Setting up a quartz obsidian digital garden
Working from the getting started instructions, this site will be publicly hosted on github. Different from the instructions, I would like to host this site on AWS Amplify hosting which I will document below.
The basic idea here is to host public only content in the digital gardening. 12 Content will be evergreen, I like the idea of keeping a password protected garden compiled out of a private vault/repo as a way to separate out the personal, directly connected to me content from more evergreen public content. I don’t aspire to turn this content into a book or a monetary.
This raises the question of content rights. For the moment, I am adding the CC BY-NC-SA3 license to the footer. I think this best captures the intent of what I’m doing.
I’m tempted to launch into a ramble about no-motes, no-kings, but I’ll plant those as greenhouse for another time.
Alright, lets get this up on the internet before I get lost down any other rabbit trails.
- Create a new Amplify application.
- Select the Github repository with my initial commit
- Give the app a name
- Frontend build command:
npx quartz build - Build output directory:
public - Click through to Save and Deploy
At this point Amplify failed to deploy with the error:
Amplify engine Not compatible with your version of node/npm: @jackyzha0/quartz@4.5.0
...
npm ERR! notsup Required: {"npm":">=9.3.1","node":">=20"}
Reading around online this can be resolved by using nvm to set the node version during pre-build.
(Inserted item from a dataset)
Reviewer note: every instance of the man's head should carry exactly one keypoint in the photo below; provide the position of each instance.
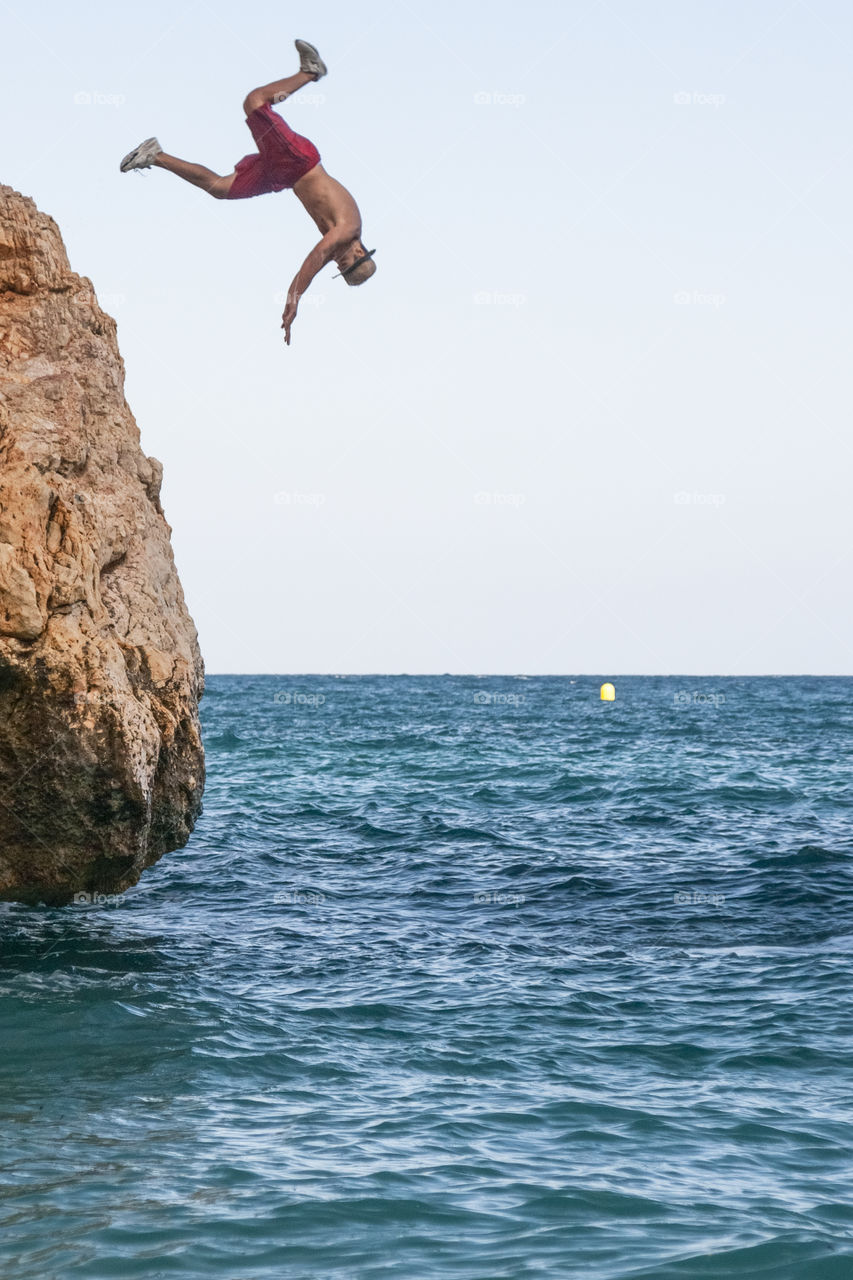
(356, 263)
So… In the AWS Amplify console, under the application I:
- Went to Hosting > Build settings
- Changed preBuild to the following:
...
preBuild:
commands:
- 'nvm install 20'
- 'nvm use 20'
- 'npm ci --cache .npm --prefer-offline'
...This deploys. Great! Now I have an arbitrary Amplify url and I need to map garde.stocad.com to this build process.
Back in the AWS Amplify App console, under Hosting > Custom domain.
- Select the domain name to connect
- This tries to use Route 53, but I’m using cloudflare, so I need to copy the DNS info across to cloudflare for this to work
- Once added, under Actions > View DNS Records
- Open Cloudflare and copy both the verify and subdomain records across to Cloudflare (or wherever you manage DNS)
- And, after a minute of waiting and an odd resolution error message, there it is!
Local development is made easy by running npx quartz build --serve, which I am now using to iterate locally before publishing.